As 2010 draws to an end I am announcing the beginning of an exciting new project. I have begun collecting the accident reports of every fatal bike crash in Ohio for 2010. My plan is to review these reports independently in order to figure out what happened and why in each case, to search for common themes, mistakes and problems and to provide a written summary of my findings.
I am NOT a “researcher” per se and am not entirely familiar at this point with the tools that most researchers use to gather data. My thought is not to review numbers and publish “statistics” but to review the public records and analyze each crash separately, independently and in detail. It’s not that I’m afraid of math – I have a B.A. in Mathematics from the University of Cincinnati.

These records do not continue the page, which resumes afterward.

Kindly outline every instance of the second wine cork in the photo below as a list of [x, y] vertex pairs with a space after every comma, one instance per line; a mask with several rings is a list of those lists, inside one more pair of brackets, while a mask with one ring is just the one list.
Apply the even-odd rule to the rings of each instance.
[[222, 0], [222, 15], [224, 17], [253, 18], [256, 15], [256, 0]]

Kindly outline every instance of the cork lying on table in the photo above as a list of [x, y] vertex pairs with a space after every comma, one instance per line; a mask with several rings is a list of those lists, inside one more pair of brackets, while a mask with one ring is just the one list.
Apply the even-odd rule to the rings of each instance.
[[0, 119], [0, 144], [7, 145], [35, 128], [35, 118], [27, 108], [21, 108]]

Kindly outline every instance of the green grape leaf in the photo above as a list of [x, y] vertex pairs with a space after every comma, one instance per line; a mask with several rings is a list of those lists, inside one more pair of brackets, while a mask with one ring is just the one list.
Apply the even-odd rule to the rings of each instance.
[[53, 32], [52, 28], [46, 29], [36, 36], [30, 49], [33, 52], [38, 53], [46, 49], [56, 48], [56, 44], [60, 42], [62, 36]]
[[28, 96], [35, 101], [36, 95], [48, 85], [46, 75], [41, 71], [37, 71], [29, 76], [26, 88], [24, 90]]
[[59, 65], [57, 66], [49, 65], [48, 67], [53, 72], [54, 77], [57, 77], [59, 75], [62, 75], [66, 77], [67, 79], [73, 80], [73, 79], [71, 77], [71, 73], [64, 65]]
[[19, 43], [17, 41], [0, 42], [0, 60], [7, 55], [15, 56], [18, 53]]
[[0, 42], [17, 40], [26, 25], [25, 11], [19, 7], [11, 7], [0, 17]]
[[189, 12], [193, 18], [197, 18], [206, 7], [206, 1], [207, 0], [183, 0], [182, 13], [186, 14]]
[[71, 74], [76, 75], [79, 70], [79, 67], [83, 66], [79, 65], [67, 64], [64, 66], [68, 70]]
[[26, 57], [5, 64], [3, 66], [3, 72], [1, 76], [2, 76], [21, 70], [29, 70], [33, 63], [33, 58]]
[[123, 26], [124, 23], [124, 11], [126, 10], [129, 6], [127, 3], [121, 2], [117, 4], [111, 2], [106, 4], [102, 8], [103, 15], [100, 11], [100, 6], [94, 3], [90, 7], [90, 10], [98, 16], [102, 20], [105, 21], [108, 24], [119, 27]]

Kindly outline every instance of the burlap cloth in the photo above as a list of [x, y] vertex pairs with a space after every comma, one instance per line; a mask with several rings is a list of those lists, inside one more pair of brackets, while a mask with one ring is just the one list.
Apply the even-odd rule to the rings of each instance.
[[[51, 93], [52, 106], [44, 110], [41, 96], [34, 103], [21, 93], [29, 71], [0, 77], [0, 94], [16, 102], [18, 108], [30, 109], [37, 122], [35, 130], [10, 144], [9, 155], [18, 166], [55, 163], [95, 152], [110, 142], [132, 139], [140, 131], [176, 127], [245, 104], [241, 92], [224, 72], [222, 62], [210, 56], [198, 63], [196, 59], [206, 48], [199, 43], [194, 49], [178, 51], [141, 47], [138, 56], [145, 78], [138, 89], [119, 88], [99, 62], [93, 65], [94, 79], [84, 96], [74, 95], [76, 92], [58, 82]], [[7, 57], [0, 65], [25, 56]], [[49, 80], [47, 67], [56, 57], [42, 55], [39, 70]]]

Here, though, the data pool is small enough to permit a thorough review of each crash.
So what gives me the right to think I can tackle this project? Well, I have reviewed and legally analyzed thousands of crash reports in my 28 year career as a trial lawyer. I have been the “first chair” trial lawyer in hundreds and hundreds of crash cases – both on the plaintiff’s side and working for the insurance company defending the claim. I have handled more than 250 “bike” cases – cases where bike riders have been involved in crashes caused by errant motorists operating cars, trucks, school busses, SUV’s pulling trailers and more, as well as crashes caused by dogs, defective components, kids riding “Big Wheels” and more – crashes occurring on roads, parking lots, bike trails, sidewalks and crosswalks. I have been lucky enough to have worked with, and cross-examined, top-notch forensic people – bicycle accident reconstructionists, forensic pathologists, human factors experts, engineers, bike design & manufacturing experts, helmet experts. I believe I am well qualified to review these reports, analyze the data and independently review the findings of “fault” made by local law enforcement.